Subspecialties Within Pathology
Surgical pathology itself is broad, but pathologists often develop expertise in specific organ systems or disease types. The American Board of Pathology recognizes numerous subspecialties, several of which overlap heavily with surgical pathology work.
- Dermatopathology focuses on skin diseases, from rashes to melanoma.
- Hematopathology covers diseases of blood cells, bone marrow, and lymph nodes.
- Neuropathology deals with diseases of the nervous system and skeletal muscles.
- Cytopathology specializes in diagnosing disease from individual cells rather than tissue sections, including Pap smears and fine-needle aspirations.
- Pediatric pathology focuses on diseases occurring during fetal development, infancy, and childhood.
- Molecular genetic pathology applies molecular biology techniques to diagnosis, increasingly important in the era of precision medicine.
Other recognized subspecialties include forensic pathology, medical microbiology, and clinical informatics, though these tend to sit further from the day-to-day surgical pathology bench.
Digital Pathology and AI
The field is in the middle of a significant technological shift. Digital pathology, which involves scanning glass slides into high-resolution digital images, has been evolving since early telepathology experiments in the 1960s and is now reaching broad adoption in laboratories worldwide. Digital slides can be shared instantly for remote consultation, archived without physical storage, and analyzed by software.
Artificial intelligence is the next layer. Deep learning algorithms, particularly those designed to analyze images, have demonstrated accuracy rates above 95% for certain skin cancer diagnoses. In one study of over 380 cases spanning basal cell carcinoma, squamous cell carcinoma, melanoma, and benign moles, an AI model achieved 98.7% accuracy in classifying tumor types. AI tools are also being developed to automate repetitive tasks like counting cell division figures or checking whether surgical margins are clear of cancer, freeing pathologists to focus on more complex diagnostic challenges.

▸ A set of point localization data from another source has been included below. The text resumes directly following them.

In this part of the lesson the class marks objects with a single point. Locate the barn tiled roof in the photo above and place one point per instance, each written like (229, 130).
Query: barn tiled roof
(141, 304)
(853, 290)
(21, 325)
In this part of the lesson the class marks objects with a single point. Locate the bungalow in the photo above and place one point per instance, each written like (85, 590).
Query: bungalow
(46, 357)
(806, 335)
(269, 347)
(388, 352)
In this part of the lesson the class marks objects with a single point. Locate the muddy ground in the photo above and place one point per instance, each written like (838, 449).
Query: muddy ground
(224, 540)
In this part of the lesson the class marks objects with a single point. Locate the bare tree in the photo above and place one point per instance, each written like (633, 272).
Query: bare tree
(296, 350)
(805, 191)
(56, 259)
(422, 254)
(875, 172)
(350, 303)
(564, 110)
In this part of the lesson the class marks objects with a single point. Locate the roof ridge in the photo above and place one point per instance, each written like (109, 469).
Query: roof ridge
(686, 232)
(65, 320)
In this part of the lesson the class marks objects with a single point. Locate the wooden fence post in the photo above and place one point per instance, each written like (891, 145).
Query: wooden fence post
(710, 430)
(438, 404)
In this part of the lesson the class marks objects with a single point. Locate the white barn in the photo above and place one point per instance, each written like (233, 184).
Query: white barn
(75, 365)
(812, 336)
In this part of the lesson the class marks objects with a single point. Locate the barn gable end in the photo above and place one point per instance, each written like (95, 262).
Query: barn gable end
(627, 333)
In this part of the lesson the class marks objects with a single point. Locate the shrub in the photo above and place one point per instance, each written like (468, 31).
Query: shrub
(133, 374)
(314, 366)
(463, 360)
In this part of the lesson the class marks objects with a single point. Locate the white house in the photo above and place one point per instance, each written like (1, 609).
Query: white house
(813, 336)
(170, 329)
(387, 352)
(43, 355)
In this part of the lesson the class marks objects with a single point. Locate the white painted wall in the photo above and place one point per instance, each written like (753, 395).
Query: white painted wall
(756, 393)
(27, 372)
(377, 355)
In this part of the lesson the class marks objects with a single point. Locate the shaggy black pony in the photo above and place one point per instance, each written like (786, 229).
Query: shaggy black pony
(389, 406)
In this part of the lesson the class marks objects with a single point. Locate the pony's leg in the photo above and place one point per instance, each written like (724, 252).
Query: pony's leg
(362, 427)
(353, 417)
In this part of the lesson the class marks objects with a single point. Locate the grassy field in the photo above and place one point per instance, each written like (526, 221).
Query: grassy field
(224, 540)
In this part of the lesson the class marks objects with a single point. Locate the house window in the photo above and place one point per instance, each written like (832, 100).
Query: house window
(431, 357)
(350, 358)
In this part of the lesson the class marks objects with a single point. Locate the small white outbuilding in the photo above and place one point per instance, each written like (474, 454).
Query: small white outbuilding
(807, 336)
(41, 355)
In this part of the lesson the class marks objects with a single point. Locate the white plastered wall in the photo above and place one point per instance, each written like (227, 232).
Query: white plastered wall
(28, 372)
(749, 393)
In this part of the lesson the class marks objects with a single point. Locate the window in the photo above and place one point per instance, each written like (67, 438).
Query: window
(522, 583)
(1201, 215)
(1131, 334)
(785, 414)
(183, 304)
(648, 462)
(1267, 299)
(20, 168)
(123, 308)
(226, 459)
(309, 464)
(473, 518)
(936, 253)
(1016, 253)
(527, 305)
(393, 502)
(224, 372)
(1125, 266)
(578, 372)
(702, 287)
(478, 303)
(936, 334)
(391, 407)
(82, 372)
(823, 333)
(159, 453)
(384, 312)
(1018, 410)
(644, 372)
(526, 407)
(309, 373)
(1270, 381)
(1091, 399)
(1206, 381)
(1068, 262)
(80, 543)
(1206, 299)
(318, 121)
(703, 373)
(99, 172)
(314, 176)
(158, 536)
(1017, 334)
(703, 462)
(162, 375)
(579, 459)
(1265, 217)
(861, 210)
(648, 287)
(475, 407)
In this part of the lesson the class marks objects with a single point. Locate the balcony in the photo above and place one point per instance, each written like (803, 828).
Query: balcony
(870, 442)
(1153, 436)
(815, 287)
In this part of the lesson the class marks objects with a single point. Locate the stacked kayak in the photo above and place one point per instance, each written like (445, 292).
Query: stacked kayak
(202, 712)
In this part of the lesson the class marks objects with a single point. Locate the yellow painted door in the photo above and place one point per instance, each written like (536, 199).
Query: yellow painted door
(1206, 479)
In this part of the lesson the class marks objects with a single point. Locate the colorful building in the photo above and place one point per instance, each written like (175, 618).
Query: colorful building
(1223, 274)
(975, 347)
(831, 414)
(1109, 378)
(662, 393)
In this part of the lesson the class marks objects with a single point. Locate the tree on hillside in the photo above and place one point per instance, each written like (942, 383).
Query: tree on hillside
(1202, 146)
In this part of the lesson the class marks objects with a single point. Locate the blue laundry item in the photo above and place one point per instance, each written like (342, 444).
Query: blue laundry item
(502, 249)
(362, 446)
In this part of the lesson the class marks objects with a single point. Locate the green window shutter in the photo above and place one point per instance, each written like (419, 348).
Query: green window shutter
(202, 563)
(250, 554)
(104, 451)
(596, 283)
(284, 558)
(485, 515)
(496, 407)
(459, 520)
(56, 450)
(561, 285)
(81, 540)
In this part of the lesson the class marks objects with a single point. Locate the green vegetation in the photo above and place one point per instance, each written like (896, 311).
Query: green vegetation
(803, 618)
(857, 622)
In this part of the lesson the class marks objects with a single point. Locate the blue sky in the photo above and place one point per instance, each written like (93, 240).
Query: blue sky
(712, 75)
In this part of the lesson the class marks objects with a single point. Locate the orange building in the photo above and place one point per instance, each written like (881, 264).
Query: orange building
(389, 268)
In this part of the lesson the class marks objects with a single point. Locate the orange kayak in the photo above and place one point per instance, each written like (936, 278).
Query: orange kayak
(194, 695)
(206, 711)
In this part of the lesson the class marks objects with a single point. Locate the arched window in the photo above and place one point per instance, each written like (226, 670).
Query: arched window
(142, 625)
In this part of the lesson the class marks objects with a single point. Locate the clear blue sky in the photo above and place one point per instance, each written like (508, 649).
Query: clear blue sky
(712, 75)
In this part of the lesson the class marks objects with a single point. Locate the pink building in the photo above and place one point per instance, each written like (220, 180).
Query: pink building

Among dermatopathology specialists surveyed, 84.1% agreed that AI should be integrated into medical education. The technology also holds promise for regions with a shortage of pathologists, where digital platforms could extend diagnostic services to underserved areas. Still, AI functions as a support tool rather than a replacement. The pathologist remains the one who synthesizes all available information, from the microscopic appearance to the clinical history, and signs the final diagnosis.